We are in desperation mode over at Chez Us, trying to ease away a few pounds before tossing on swimsuits this week. There have been lots of heavy veggie meals at our house the past week, with the exception of going away last weekend and blowing it. That doesn’t count when you are in desperation mode, does it? Regardless, we were craving some healthy and lean protein, so we decided to mix things up with some shrimp.
Normally around here we make the same two dishes when cooking with shrimp, a Portuguese recipe called Camarao Mozambique and scampi. Pretty boring isn’t it? With the arrival of a new gas grill, we have decided that we are going to start eating a lot lighter by grilling this summer. One recipe that will be made over and over again are skewers. Not sure about you but we love the simplicity of skewers, and grill them often when we go camping. They are like a meal on a stick! This is a recipe that we tend to get really creative with, and are now going to take it out of the woods into the kitchen. Stay tuned.

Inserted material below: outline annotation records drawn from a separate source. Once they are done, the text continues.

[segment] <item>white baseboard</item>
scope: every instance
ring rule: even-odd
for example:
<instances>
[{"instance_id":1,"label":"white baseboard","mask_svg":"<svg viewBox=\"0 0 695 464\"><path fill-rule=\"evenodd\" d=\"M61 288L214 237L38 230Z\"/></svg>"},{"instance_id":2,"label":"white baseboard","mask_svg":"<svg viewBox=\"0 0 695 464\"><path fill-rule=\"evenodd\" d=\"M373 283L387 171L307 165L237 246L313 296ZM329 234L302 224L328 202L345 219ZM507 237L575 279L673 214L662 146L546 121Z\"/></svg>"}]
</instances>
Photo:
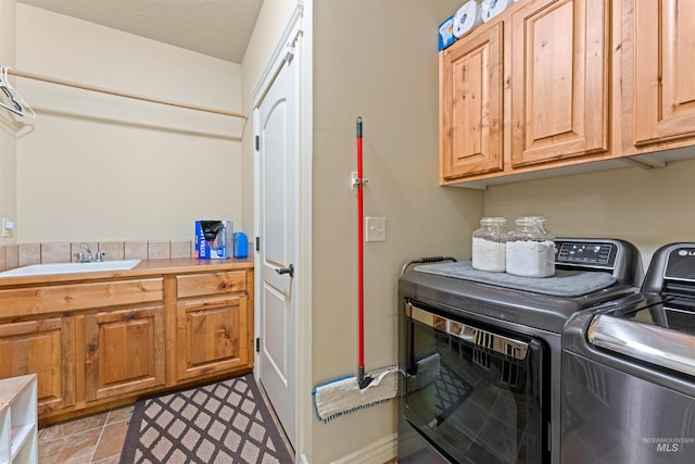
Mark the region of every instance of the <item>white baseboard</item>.
<instances>
[{"instance_id":1,"label":"white baseboard","mask_svg":"<svg viewBox=\"0 0 695 464\"><path fill-rule=\"evenodd\" d=\"M333 461L332 464L383 464L399 455L397 434L375 441L367 448Z\"/></svg>"}]
</instances>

Back to this hunky recipe of skewered shrimp. The shrimp are marinaded in a mixture of yellow onion, garlic, Serrano chilies, a heavy hand of cilantro and fresh lime juice. The flavors are pretty much, WOW, so we kept the veggie selection simple. A few cherry tomatoes and baby spring onions was all that was needed to complete this one-stop recipe. Grill them up, and serve with a big bowl of warm orzo that has been tossed with fresh herbs (we used chervil) and a drizzle of olive oil.

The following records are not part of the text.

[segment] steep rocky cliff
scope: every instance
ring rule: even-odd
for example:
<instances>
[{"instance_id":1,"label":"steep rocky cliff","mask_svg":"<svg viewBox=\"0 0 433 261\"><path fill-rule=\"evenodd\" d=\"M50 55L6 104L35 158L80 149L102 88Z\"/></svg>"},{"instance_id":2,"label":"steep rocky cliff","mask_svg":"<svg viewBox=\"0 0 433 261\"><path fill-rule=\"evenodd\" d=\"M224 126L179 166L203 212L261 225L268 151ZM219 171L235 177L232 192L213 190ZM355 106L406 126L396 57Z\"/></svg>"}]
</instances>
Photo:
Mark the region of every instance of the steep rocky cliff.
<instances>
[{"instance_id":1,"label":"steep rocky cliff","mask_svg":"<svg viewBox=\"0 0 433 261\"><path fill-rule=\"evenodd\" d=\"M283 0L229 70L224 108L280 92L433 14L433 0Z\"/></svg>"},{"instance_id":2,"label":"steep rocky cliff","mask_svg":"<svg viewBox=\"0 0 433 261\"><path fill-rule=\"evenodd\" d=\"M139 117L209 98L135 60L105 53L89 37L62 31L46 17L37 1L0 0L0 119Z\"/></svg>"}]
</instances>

Can’t get enough of these skewers? Check out some of these others that are teasing our tastebuds!
Grilled Curried Chicken Skewers with Peanut Sauce – Kalyn’s Kitchen
Grilled Curry Shrimp Skewers – Cooking Canuck
Thai Grilled Pork Skewers – She Simmers
Grilled Saffron Beef Skewers – Aida Mollenkamp
Grilled Herbed Shrimp Skewers
- 1/2 yellow onion
- 1/2 bunch of cilantro, washed and patted dry
- 3 garlic cloves
- 1 small serrano chili
- 1/2 cup fresh lime juice (about 4 – 5 limes)
- 1/4 cup canola oil
- 1 pound medium shrimp, peeled
- cherry tomatoes
- 2 small baby spring onions or small red onion cut into quarters
- Place the onion, garlic, cilantro and serrano into the bowl of a food processor. Give a few whirls to finely mince.

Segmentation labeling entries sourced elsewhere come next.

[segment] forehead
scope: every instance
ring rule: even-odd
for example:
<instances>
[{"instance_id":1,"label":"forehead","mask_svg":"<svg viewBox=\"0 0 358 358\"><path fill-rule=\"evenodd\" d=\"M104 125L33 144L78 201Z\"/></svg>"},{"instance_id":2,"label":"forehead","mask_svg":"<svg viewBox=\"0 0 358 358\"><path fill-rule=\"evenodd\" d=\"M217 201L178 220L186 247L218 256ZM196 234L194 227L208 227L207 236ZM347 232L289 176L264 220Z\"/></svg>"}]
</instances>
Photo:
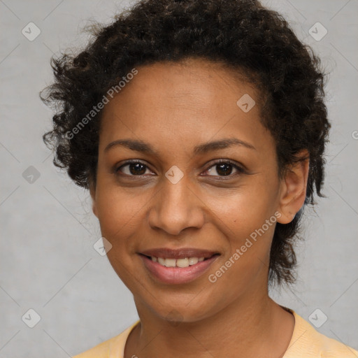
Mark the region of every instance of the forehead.
<instances>
[{"instance_id":1,"label":"forehead","mask_svg":"<svg viewBox=\"0 0 358 358\"><path fill-rule=\"evenodd\" d=\"M190 59L136 69L103 108L100 150L124 137L169 147L230 136L265 141L258 91L224 65Z\"/></svg>"}]
</instances>

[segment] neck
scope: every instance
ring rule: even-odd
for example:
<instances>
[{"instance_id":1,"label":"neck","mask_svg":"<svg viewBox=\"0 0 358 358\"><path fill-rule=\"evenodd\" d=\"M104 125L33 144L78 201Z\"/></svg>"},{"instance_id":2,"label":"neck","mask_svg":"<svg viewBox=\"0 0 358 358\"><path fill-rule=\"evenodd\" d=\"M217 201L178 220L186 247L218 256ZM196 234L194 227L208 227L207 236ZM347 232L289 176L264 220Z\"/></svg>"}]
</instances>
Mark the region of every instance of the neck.
<instances>
[{"instance_id":1,"label":"neck","mask_svg":"<svg viewBox=\"0 0 358 358\"><path fill-rule=\"evenodd\" d=\"M268 297L248 295L196 322L169 323L136 302L141 324L130 334L124 358L138 357L280 357L289 345L294 318ZM252 297L255 297L252 299Z\"/></svg>"}]
</instances>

- Place the mixture into a large glass bowl or a large ziploc bag.
- Add the lime juice and canola oil, seal and shake to mix.
- Add the shrimp.
- Seal the bag and shake. Let sit in the refrigerator for at least 1 hour.
- 1/2 hour before putting the skewers together, if you are using wooden ones soak them for at least 1/2 hour. This prevents them from catching on fire.
- Preheat your grill according to directions.
- Skewer the shrimp, tomatoes and red onion, alternating between the three.
- Grill skewers 2 minutes per side or until cooked through.